Eterno propietario de improperios. Dueño del oficio más maltratado del mundo: el que se equivoca consigue el peor de los castigos, el que acierta sigue siendo anónimo y magullado. Sopla y vuelve a soplar. Con una bocanada de amor por la tarea que resiste a un estadio repleto insultando a su vieja. Con tal de pertenecer, a ese espacio verde sagrado que reúne a los agraciados. Así es la vida del árbitro. Y un poco menos así, fue la de Héctor Baldassi.
Dijo adiós, colgó las tarjetas. El único silbato que contestaba con risas a las puteadas. El sentenciador menos discutible del país. La persona que desterró la idea de que amistad y arbitraje no podían conjugarse en un mismo planeta. Y además, dicen, el que mejor juzgaba.
Y así por así, de un día para el otro, 22 estrellas se quedaron sin risas, sin absurdos. Porque la figura de un árbitro a carcajadas con un jugador generaba eso, un absurdo. Era como ver a un unitario sonriendo con un federal o a David divirtiéndose con Goliat.

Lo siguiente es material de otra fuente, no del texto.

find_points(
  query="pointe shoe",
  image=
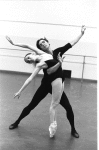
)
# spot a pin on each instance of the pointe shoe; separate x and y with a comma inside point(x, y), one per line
point(13, 126)
point(52, 129)
point(74, 134)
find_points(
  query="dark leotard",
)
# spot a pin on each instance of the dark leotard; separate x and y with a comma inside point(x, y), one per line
point(49, 78)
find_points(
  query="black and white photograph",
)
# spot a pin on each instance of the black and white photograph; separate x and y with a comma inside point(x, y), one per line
point(48, 75)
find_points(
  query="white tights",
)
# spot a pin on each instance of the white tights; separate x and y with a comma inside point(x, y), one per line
point(57, 90)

Galeano le dedicó un poema a esa figura tan precisada y detestada al mismo tiempo. “Única unanimidad del fútbol: todos los odian”, sentenció. Ya no, Eduardo. Hubo alguien que destrozó su sentencia. Alguien que innovó el oficio de árbitro. Alguien que el domingo colgó su silbato jovial. El único silbato que mereció este pequeño homenaje.